VI. KELESTARIAN AGAMA DALAM MASYARAKAT
Seiring berkembangnya ilmu pengetahuan, kemudian lahir
pemikiran-pemikiran yang berlandaskan pada pemikiran sekuler seperti pemikiran
Max Weber yang mengatakan bahwa pada masyarakat modern agama akan lenyap karena
pada masyarakat modern dikuasai oleh teknologi dan birokrasi. Tetapi pemikiran
tersebut itu belum terbukti dalam kurun waktu terkhir ini. Sebagai contoh yang
terjadi di negara-negara komunis seperti Rusia, RRC, Vietnam yang menerapkan
penghapusan agama karena tidak sesuai dengan ideologi negara tersebut, tetapi
beberapa orang berhasil mempertahankan agama tersebut, bahkan umat beragama
semakin meningkat. Dengan mengirasionalkan agama bahwa agama adalah sesuatu
yang salah dalam pemikiran, tetapi dengan sendirinya umat beragama dapat
berpikir dan mengetahui apa yang dipikirkan mengenai agama. Sehingga umat
beragama dapat memahami apa arti sebuah agama dam manfaatnya.

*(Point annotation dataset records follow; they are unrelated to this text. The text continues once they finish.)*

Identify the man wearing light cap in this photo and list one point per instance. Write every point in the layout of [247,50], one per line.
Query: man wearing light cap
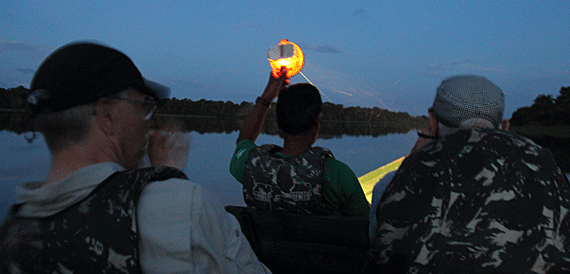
[473,198]
[97,210]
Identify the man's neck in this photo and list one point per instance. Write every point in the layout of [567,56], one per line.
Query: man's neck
[296,144]
[71,159]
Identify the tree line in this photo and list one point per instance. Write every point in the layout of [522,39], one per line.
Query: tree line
[15,99]
[545,111]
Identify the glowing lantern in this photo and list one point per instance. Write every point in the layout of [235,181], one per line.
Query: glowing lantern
[286,54]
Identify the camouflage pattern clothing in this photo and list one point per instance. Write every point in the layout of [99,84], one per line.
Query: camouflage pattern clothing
[292,185]
[478,201]
[95,235]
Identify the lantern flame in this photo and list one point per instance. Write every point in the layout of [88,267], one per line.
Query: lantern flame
[286,54]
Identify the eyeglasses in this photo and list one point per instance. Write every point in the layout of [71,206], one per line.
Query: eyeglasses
[148,104]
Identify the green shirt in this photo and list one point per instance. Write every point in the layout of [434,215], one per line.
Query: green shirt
[341,188]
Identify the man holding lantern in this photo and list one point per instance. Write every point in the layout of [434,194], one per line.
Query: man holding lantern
[295,178]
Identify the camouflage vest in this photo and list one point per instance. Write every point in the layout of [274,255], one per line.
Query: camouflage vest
[95,235]
[292,185]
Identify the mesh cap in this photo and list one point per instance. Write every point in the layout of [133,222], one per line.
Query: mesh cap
[80,73]
[461,98]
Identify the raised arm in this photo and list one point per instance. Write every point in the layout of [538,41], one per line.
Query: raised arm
[254,122]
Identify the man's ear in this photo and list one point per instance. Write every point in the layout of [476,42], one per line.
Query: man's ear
[106,115]
[505,125]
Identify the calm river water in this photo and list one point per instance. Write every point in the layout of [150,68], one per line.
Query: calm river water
[208,162]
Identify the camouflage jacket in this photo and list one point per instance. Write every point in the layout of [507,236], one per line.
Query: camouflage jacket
[478,201]
[294,185]
[95,235]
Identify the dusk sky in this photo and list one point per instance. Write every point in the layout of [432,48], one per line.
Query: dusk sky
[389,54]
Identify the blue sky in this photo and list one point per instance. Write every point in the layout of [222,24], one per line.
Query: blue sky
[358,53]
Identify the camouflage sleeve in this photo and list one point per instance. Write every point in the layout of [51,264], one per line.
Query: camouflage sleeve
[240,157]
[342,189]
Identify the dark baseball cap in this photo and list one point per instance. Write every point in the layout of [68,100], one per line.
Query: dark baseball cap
[82,72]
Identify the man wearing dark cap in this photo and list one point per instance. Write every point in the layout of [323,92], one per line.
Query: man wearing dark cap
[472,198]
[97,210]
[298,177]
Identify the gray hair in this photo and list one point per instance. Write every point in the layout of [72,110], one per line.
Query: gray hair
[64,128]
[467,124]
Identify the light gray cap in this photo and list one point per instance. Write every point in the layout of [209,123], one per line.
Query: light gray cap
[460,98]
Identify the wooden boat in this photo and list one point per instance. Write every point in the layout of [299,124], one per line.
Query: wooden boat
[292,243]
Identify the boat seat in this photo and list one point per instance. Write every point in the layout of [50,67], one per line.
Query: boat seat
[293,243]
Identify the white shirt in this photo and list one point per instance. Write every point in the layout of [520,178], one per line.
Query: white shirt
[181,228]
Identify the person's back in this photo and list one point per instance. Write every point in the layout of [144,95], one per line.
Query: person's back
[475,200]
[295,178]
[97,211]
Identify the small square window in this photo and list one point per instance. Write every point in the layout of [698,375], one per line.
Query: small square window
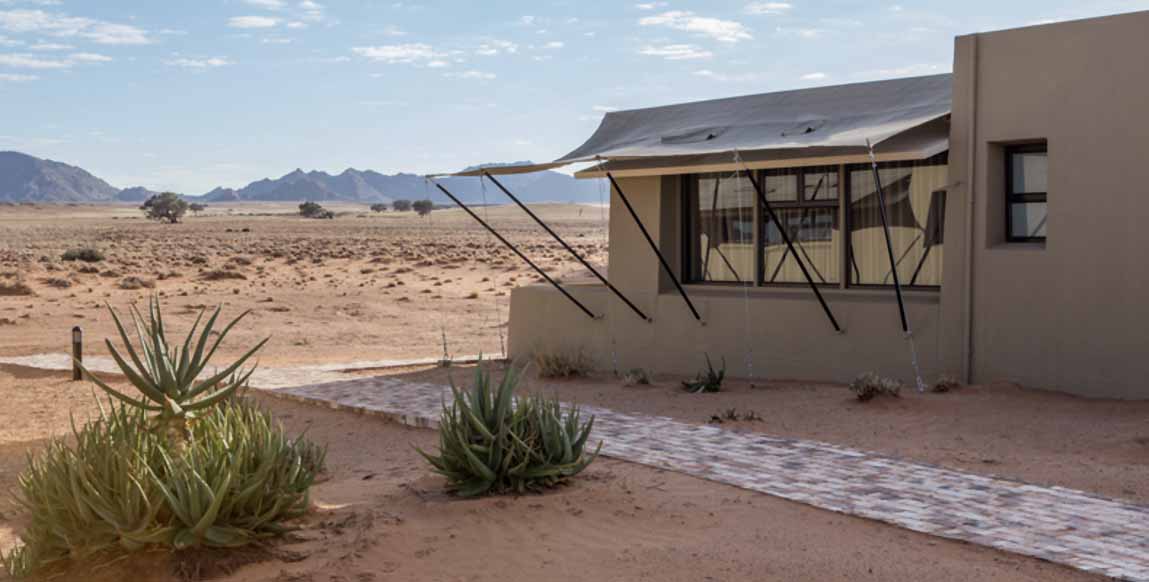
[1026,192]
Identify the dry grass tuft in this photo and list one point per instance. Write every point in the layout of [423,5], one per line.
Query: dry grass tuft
[563,364]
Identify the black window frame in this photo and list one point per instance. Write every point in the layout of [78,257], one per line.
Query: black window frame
[1011,198]
[848,219]
[841,203]
[799,203]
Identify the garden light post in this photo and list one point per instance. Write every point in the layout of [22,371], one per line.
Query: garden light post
[77,352]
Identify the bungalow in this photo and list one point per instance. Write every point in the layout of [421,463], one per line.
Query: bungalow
[986,224]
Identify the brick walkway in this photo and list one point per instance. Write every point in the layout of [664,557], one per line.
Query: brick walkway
[1055,524]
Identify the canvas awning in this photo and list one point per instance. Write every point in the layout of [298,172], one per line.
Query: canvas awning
[903,118]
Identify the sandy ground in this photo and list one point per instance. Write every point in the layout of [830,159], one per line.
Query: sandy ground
[363,286]
[1030,435]
[382,514]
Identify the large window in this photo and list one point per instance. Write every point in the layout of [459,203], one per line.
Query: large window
[730,238]
[806,202]
[915,195]
[1026,186]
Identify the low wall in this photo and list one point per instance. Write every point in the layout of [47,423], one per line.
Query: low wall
[786,331]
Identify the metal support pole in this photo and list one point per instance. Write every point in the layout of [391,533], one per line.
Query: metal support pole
[889,246]
[654,247]
[569,249]
[514,249]
[77,354]
[789,248]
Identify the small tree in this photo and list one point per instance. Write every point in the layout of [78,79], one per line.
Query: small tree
[423,207]
[166,208]
[314,210]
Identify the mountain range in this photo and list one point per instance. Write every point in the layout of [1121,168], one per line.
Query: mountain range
[24,178]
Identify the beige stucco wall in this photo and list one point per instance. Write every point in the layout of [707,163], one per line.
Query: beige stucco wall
[787,334]
[1072,313]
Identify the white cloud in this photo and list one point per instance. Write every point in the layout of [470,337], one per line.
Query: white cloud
[27,61]
[313,10]
[676,52]
[494,47]
[253,22]
[89,57]
[725,31]
[270,5]
[62,25]
[723,77]
[51,46]
[807,33]
[758,8]
[213,62]
[399,54]
[470,75]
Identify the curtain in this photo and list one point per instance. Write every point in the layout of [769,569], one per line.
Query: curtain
[723,230]
[915,208]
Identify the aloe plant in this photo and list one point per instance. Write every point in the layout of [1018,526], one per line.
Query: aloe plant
[492,442]
[115,486]
[168,375]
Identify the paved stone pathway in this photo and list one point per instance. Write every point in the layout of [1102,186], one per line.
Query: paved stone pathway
[1074,528]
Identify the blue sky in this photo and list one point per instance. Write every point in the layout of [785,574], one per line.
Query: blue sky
[189,95]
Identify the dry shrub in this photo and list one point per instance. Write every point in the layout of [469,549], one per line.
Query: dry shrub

Karena semakin berkembangnya ilmu pengetahuan yang demikian
dinamis, teori-teori lama kemudian mengalami penyempurnaan dan revisi. Bukan
pada tempatnya membandingkan kebenaran ilmu pengetahuan dengan kebenaran yang
diperoleh dari informasi agama. Pemeluk agama meyakini kebenaran agama sebagai
kebenaran yang bersifat kekal, sementara kebenaran ilmu pengetahuan bersifat
dinamis sesuai dengan perkembangan kemampuan pola pikir manusia. Ilmu
pengetahuan sendiri sebenarnya bisa menjadi bagian dari penafsiran nilai-nilai
agama. Sepertia yang dikatakan David Tracy bahwa ilmu pengetahuan itu
mengandung dimensi religious, karena untuk dapat dipahami, dan diterima diperlukan
keterlibatan diri dengan soal Ketuhanan dan agama.